Helping Students Play to Their Strengths
Many teachers and parents might agree that maximizing a student’s strengths and mitigating known challenges can lead to success, at school and at home. Yet, when tasked to report about any one student’s strengths and difficulties, teachers and parents are sometimes not on the same page about what those dynamics are.
These differences in views have the potential for helping professionals to develop educational programs that target specific strengths and difficulties requiring attention at school and at home.

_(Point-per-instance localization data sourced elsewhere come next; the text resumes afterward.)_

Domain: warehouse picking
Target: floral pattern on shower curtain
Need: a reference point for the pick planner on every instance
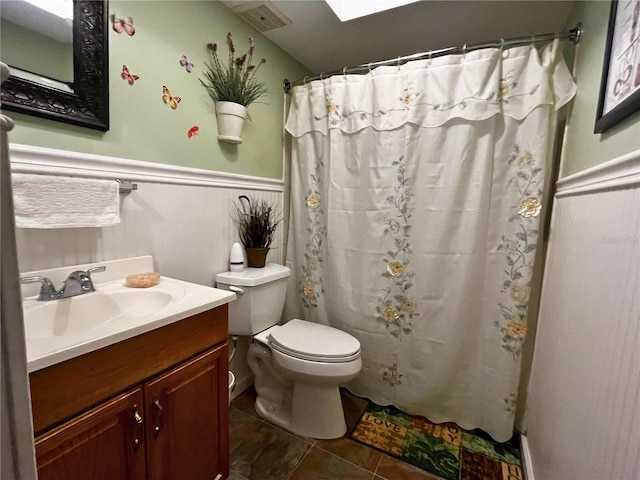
(415, 202)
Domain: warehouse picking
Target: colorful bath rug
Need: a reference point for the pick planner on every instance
(443, 449)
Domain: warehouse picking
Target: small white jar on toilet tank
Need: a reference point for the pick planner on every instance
(298, 366)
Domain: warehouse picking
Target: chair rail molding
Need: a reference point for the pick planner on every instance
(49, 161)
(623, 171)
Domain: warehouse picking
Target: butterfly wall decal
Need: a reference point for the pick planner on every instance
(186, 64)
(193, 131)
(128, 76)
(167, 98)
(123, 25)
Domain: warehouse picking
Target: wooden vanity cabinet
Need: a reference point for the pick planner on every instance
(168, 425)
(100, 444)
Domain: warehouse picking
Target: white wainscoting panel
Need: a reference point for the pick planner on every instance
(584, 396)
(181, 216)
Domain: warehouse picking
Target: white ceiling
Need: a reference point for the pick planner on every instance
(320, 42)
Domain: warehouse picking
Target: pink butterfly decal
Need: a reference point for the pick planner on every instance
(193, 131)
(168, 98)
(185, 63)
(123, 25)
(127, 76)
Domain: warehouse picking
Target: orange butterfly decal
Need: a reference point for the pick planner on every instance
(167, 98)
(127, 76)
(193, 131)
(123, 25)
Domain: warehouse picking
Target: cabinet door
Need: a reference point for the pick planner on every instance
(103, 444)
(187, 431)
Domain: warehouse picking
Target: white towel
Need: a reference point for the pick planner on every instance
(47, 201)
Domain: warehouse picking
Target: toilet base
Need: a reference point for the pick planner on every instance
(316, 412)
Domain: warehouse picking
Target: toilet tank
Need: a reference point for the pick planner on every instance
(260, 297)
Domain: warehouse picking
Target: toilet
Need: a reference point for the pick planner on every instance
(298, 366)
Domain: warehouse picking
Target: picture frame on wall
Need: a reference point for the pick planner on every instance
(620, 85)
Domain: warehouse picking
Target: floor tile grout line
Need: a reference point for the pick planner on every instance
(345, 460)
(300, 462)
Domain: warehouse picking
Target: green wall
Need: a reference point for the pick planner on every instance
(143, 127)
(583, 148)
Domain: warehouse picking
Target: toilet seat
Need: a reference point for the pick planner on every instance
(314, 342)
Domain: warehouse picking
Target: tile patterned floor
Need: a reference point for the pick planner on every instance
(262, 451)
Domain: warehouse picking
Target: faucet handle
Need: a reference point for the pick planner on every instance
(100, 268)
(47, 290)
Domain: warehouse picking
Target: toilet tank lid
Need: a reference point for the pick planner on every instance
(252, 277)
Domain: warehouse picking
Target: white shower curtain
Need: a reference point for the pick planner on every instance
(415, 200)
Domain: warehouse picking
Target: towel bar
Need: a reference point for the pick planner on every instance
(126, 186)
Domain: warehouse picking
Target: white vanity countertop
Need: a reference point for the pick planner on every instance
(48, 343)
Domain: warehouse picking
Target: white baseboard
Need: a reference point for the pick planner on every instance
(241, 385)
(527, 466)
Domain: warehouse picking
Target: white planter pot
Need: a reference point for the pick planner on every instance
(231, 118)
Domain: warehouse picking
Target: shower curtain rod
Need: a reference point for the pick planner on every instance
(573, 35)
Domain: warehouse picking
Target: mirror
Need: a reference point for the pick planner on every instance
(83, 101)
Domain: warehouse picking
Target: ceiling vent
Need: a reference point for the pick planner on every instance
(263, 16)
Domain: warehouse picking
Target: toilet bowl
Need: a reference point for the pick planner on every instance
(298, 366)
(298, 388)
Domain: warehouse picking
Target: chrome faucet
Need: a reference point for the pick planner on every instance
(77, 283)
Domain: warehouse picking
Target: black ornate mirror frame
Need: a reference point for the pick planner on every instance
(88, 105)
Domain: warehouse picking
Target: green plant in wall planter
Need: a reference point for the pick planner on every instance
(233, 86)
(257, 222)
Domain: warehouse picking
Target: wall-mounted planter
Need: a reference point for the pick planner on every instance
(231, 117)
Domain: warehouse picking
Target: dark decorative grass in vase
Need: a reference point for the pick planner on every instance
(257, 222)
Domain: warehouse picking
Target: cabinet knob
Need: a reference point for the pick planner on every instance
(137, 418)
(158, 427)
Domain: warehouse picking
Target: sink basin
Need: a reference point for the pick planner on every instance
(59, 330)
(75, 315)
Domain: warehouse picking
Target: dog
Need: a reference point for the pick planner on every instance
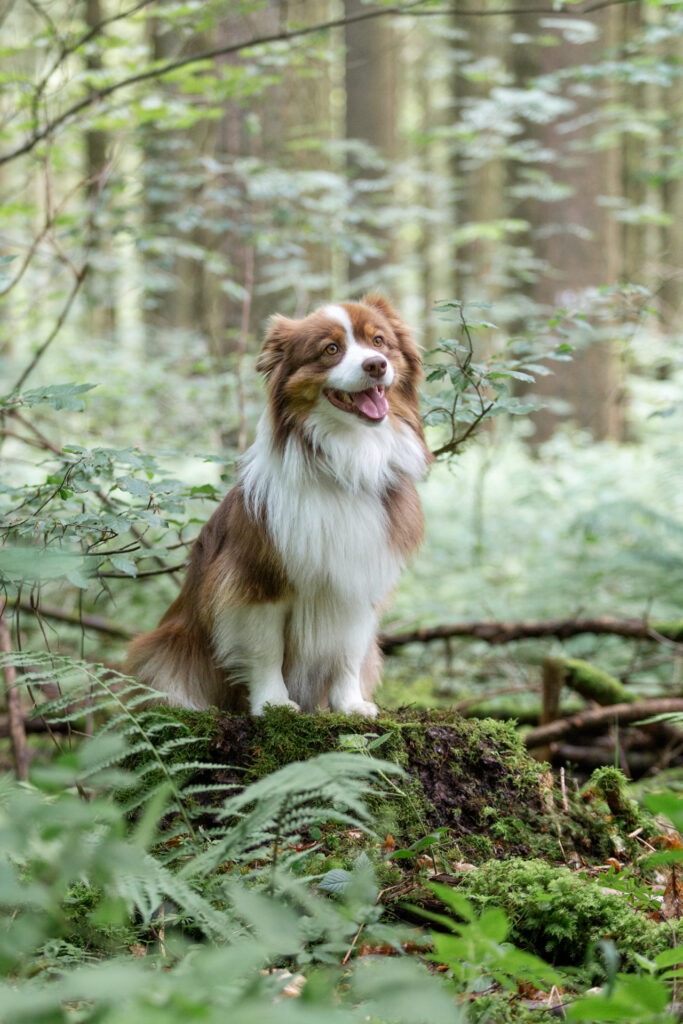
(280, 604)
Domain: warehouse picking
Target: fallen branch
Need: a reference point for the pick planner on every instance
(85, 622)
(501, 633)
(599, 718)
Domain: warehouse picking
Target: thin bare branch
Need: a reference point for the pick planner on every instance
(501, 633)
(599, 718)
(13, 697)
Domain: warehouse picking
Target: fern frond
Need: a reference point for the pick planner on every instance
(276, 809)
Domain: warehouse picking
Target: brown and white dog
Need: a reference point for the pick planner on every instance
(281, 600)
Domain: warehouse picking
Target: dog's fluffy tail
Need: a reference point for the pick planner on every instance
(177, 658)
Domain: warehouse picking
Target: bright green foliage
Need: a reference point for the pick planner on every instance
(564, 914)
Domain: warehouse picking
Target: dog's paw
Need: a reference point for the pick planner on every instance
(260, 708)
(365, 708)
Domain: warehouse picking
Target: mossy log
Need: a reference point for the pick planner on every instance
(473, 778)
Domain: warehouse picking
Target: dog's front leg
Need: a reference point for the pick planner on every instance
(250, 645)
(346, 691)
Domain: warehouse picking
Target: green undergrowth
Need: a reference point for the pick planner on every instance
(471, 779)
(565, 915)
(184, 865)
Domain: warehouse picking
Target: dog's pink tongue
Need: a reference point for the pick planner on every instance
(372, 403)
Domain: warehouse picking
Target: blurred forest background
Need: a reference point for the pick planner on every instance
(172, 173)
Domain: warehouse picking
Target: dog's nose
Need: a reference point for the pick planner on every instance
(376, 366)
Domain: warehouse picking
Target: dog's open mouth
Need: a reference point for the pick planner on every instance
(371, 403)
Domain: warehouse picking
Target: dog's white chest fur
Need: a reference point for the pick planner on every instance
(332, 534)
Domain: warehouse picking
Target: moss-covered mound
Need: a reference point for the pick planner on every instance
(472, 777)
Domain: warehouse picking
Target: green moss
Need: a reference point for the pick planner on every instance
(562, 914)
(594, 684)
(473, 777)
(611, 784)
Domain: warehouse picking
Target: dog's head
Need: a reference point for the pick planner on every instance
(355, 360)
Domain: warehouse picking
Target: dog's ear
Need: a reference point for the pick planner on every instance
(280, 332)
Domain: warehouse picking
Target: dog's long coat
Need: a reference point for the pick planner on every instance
(281, 600)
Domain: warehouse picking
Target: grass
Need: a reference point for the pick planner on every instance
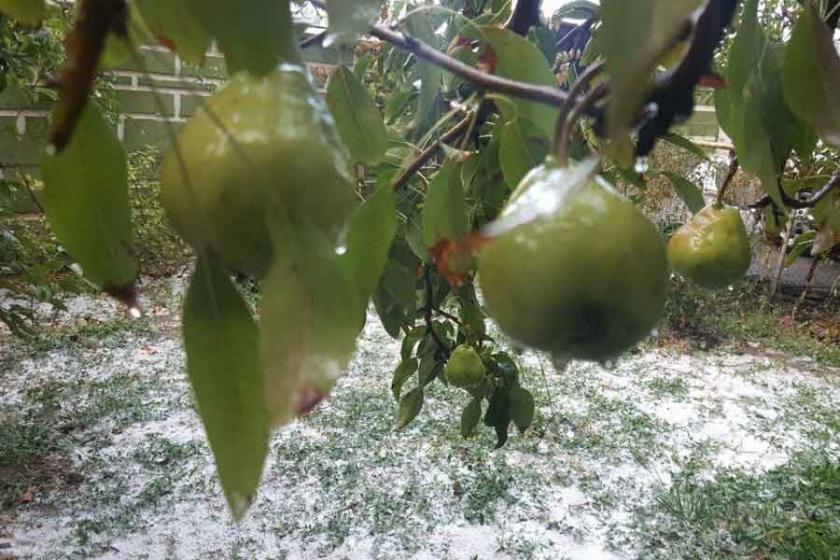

For the first time, researchers in UMD’s Department of Psychology are developing tools that leverage these differences in views in the service of students’ needs.
Professor Andres De Los Reyes is leading a team of researchers that recently received a $1.4 million award from the Department of Education’s Institute of Education Sciences to create new survey instruments designed to sensitively assess mental health in the school system and in the home environment.
In addition to De Los Reyes—who serves as the study’s principal investigator—and UMD graduate students, the research team includes co-PIs at Louisiana State University and the University of Minnesota.
“Members of our team have been studying these issues for decades, and we are poised to make rapid advancements with this new award,” De Los Reyes said.
Once good data is collected through these new mental health surveys, the researchers will be able to develop tools that will personalize educational programs to meet students’ specific needs.
“When getting a picture of a student’s overall mental health, you have to look closely at both the home context and the school context,” De Los Reyes said. “Right now, service providers and researchers commonly rely on multiple informants—like parents and teachers, and the students themselves—to characterize intervention targets, monitor intervention progress, and inform the selection of evidence-based services.
We are now reviewing an emerging body of interdisciplinary theory and research that demonstrates how patterns of informant discrepancies inform our understanding of students’ psychosocial strengths and difficulties.”
In turn, the research team is advancing an agenda for improving use and interpretation of informant discrepancies in school-based services and research.